Tuesday, 16 March 2010

Waste, Graft and Corruption

I have read various accusations and counter-accusations regarding the efforts of Band Aid to raise money to alleviate the Ethiopian drought, and how that money was diverted (or not) to buy arms.

I read that NGOs and other organisations are going around the Third World sinking boreholes in villages to give them easy access to clean water, but make little or no provision for maintaining the boreholes or the pumps needed to extract the water, rendering their work a total waste of time and money - donation money.

And it makes me mad to see the money of good people, given in the hope that they are making a real difference to less fortunate than themselves, tipped down a bottomless pit - or pocket. I applaud the donors, but I curse those people who misuse the money, either through lack of research or pure greed. It's all the same to me.

But we, the charitable organisations should be a little more careful with this money. It is not ours to waste, any more than the taxes collected by governments become the money of those governments to squander on nice houses, big cars and other "necessary" expenses to keep them in a high lifestyle at the expense of the people who employ them, the population of the country they serve.

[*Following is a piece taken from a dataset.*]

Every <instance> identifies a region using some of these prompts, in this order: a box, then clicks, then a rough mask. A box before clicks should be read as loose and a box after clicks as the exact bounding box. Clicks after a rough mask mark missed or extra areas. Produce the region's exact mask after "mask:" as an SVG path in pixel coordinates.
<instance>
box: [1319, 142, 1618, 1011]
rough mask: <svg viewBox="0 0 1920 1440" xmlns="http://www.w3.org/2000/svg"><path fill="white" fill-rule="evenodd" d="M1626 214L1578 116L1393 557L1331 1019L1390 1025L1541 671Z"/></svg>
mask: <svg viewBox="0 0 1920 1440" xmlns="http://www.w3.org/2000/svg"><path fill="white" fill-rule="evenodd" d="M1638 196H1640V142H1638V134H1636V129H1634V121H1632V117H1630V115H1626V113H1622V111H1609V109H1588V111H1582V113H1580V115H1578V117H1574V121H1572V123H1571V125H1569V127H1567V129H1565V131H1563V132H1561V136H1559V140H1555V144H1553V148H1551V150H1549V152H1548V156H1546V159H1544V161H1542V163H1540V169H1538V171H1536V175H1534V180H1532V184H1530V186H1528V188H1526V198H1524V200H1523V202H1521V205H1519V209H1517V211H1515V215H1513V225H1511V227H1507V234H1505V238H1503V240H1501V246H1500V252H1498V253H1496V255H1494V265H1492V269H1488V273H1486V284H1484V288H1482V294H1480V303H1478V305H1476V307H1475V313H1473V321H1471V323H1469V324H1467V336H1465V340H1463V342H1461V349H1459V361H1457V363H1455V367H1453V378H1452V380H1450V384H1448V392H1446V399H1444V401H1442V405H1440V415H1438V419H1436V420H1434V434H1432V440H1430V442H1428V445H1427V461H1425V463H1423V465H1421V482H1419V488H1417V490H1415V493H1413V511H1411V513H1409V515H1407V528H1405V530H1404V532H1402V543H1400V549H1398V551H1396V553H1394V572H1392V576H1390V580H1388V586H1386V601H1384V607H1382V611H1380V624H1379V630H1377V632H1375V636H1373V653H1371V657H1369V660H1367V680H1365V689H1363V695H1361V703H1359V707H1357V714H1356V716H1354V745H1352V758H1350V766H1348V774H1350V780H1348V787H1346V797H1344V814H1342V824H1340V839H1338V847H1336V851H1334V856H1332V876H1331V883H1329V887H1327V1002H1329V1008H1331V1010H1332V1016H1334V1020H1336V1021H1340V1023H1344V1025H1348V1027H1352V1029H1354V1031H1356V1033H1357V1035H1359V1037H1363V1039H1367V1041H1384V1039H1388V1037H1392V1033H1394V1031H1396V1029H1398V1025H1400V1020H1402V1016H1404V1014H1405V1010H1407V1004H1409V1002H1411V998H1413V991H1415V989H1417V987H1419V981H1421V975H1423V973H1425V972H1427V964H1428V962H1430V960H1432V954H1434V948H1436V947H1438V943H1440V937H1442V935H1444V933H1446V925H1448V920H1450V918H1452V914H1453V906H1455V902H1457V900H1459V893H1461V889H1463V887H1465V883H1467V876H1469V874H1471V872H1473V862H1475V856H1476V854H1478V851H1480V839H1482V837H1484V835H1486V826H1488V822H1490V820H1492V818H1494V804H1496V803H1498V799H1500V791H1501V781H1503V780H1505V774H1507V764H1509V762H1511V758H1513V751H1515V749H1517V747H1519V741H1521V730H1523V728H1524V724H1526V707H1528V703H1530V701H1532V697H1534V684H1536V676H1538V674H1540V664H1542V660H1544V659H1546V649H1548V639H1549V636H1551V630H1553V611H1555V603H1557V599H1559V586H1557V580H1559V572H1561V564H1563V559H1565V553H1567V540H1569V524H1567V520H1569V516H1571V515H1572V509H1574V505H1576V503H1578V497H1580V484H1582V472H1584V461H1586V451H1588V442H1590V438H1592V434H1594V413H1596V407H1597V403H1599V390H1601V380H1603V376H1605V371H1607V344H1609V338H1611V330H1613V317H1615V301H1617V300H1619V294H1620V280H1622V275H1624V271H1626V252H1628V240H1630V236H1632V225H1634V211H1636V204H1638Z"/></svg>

It is not just the big charities who are guilty. I was asked to work for an NGO registered in Kenya and I accepted, until I found out that the main activity of this NGO was to convince British charities to provide them with computers, supposedly for schools. Needless to say, the computers never saw the inside of a school, but were instead sold on the open market and the money pocketed by the head of the NGO.

I quickly disassociated myself from the NGO in question.

We, that is KCIS, have been asked on occasion to check out supposed local organisations making claims from charitable foundations. Our enquiries have usually found that the claimants are making false statements in order to obtain funds.

We know of a charity in the UK, which is totally above-board, but whose local officials are fiddling the books and pocketing large amounts of money sent to them to build and refurbish schools. Instead, the officials have very nice houses.

What can be done about this intolerable situation? I don't have an answer.

Our organisation doesn't receive much money, just a few pounds here and a few dollars there. We have a director who is both a trustee of the charity in the UK and a director of the NGO in Kenya. The staff in Kenya are dedicated. We do not have a problem with money being siphoned off.

We see wastage at all levels and dream of what we could achieve with a fraction of the money, compounds full of 4x4 vehicles that are never used, charity workers in Nairobi driving around in high-end cars to and from the offices ... anyone in any capital of any developing country will see it.

We  can only dream of what we could achieve with a fraction of this wasted money.